Among the myriad of downstream effects to patient care, the Dobbs decision will indisputably impact the scope of residency training for those that provide reproductive health services. Almost half of ObGyn residents train in states that have abortion restrictions in place.1 New educational milestones for abortion training, which are a requirement by the Accreditation Council for Graduate Medical Education (ACGME), were proposed quickly after Dobbs, guiding programs to offer opportunities for training in nonrestricted areas or the “combination of didactic activities, including simulation” to meet the training requirement in abortion care.2
Like many providers, residents already are grappling with precarious and risky circumstances, balancing patient safety and patient-driven care amidst pre-existing and newly enforced abortion restrictions. Whether managing a patient with an undesired pregnancy, severe medical comorbidities, unexpected pregnancy complications such as preterm premature rupture of membranes, or bleeding, or substantial fetal anomalies, ObGyn residents cannot gain the experience of providing the full scope of reproductive health care without the ability to offer all possible management options. While some enacted abortion restrictions have exceptions for the health of or life-saving measures for the mother, there is no standard guidance for timing of interventions, leaving providers confused and in fear of legal retribution.
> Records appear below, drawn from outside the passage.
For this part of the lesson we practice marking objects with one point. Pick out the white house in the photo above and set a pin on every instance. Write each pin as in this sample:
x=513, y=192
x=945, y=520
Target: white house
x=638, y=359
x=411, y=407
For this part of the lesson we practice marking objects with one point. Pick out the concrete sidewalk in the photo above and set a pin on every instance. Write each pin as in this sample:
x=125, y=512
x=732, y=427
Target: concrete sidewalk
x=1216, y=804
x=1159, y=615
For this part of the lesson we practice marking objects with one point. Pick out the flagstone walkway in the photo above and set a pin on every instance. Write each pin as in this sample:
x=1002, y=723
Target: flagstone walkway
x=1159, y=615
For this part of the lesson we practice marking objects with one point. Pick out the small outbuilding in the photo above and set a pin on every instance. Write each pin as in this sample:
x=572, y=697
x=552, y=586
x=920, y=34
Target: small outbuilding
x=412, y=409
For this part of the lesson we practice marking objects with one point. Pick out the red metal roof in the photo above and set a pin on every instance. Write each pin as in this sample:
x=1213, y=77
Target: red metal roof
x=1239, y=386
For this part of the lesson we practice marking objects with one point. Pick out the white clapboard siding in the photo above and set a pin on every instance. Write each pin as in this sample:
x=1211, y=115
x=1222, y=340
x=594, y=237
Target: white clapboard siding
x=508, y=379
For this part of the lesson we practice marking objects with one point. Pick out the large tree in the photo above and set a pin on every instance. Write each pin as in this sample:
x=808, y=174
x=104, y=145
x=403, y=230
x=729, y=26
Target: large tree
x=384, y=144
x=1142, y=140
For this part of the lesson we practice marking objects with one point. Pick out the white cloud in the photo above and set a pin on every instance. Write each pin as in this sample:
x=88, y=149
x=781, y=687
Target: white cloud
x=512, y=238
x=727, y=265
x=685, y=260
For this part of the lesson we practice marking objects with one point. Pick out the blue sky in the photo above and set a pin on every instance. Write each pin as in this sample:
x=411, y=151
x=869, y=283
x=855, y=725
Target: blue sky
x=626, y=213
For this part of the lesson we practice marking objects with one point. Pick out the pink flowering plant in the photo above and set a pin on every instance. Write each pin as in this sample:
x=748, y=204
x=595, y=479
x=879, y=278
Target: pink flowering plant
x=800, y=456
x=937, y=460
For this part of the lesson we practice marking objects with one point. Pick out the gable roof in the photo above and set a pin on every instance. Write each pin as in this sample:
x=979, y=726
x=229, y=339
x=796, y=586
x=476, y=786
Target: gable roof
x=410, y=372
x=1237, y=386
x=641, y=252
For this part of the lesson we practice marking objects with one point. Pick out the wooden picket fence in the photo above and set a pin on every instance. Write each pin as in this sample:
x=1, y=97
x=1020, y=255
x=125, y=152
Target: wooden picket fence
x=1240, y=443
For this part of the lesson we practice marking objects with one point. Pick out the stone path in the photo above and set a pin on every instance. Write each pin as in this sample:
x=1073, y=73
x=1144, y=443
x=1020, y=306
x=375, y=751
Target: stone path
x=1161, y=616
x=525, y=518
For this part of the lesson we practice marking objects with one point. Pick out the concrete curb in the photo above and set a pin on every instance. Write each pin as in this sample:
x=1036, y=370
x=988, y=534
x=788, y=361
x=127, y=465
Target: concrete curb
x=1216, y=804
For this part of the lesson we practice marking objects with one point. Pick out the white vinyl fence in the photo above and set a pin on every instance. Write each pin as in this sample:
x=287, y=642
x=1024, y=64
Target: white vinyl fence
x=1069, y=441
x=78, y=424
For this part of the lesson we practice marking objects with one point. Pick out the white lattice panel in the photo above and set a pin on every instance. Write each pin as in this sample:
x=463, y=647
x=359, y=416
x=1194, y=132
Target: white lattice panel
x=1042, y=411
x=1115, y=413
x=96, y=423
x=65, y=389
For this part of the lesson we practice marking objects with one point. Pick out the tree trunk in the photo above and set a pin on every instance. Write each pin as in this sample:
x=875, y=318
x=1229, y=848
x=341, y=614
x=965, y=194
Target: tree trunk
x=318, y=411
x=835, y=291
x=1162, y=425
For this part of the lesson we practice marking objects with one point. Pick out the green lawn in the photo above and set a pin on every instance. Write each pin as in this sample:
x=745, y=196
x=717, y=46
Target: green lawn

At a time when trainees should be learning to provide patient-centered, evidence-based care, they are instead paralyzed by the legal or professional consequences they may face for offering their best medical judgements.
Furthermore, the lack of exposure to dilation and evacuation procedures for residents in restricted practice areas will undoubtably decrease their confidence in managing acute complications, which is one of the critical facets of residency training. In a surgical field where repetition is crucial for technical competence, highlighted by ACGME minimum case requirements, the decreased volume of abortion procedures is a disadvantage for trainees and a disservice for patients. While anti-choice promoters may argue that involvement in surgical management of early pregnancy loss should suffice for ObGyn training in family planning, this piecemeal approach will leave gaps in technical skills.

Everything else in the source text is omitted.